The second thing I adored about Catherine: Full Body is how stylishly the game looks. The CGI models all look really nice and slightly updated from their original PlayStation 3/Xbox 360 counterparts and are extremely expressive when it comes to showing emotions, particularly Vincent whenever he freaks out or looks like he’s ready to explode out of fear. Sometimes the way the game presents itself and how the camera showcases close-up shots of characters and several angles almost gives off a horror or thriller-type vibe. It’s a puzzle game, but I can’t help feel a little creeped out here and there with the portrayals of the characters and the warnings of what may come for Vincent. Even the main menu is stylish and sleek, such as how the options to pick your difficulty before starting the game are all each written over a super close up of piano keys, with a lovely piano track playing in the background.

While the gameplay is fun and can be really interesting, I found fault with the characters, in particular Vincent. I just could not really find myself liking him a great deal, with his cowardice and inability to break it to Catherine, the new girl, that he is taken but appears to fail to do so on multiple occasions. Hell, all the male characters didn’t really seem likable at all. I just felt irked with them all and didn’t have any favourites or any particular male character I liked that appeared on-screen. Whenever I would make sure to stay faithful to Katherine on my first playthrough with decisions and choices made, I still didn’t like Vincent and found myself annoyed, despite the fact that I’M Vincent in the game. I never felt emotional towards him, even when I was fighting for my life during my playthrough, so I wouldn’t die and made sure to keep him alive.
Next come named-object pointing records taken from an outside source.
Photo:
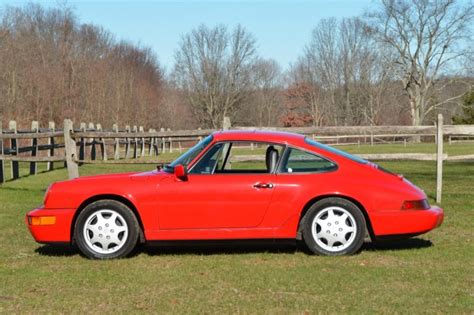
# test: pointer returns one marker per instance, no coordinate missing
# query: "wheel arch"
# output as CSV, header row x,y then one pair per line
x,y
115,197
321,197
Playing the Nintendo Switch port, I had no issues to report with the game. My entire time, whether docked and handheld, played flawlessly throughout with no issues of frame rate or controls. Safe to say that the Switch port is absolutely fine and worth your money if you want to play sitting around the house or on long trips away.

Catherine: Full Body is a very interesting and unique title. A puzzle game that feels part dating sim/part horror/part visual novel, it’s an interesting game that boasts very stylistic visuals with a strange story but just suffers from unlikable characters that I was not invested in, especially Vincent and the rest of the men. However, if you like puzzle gameplay and also enjoy the multiple endings aspect with your ‘choose your fate’ gameplay, you’re bound to find a lot of fun throughout, especially with Full Body being the definitive edition to play.

Catherine: Full Body is now available on PlayStation 4 and Nintendo Switch. A copy of this game was provided for review purposes by Five Star Games.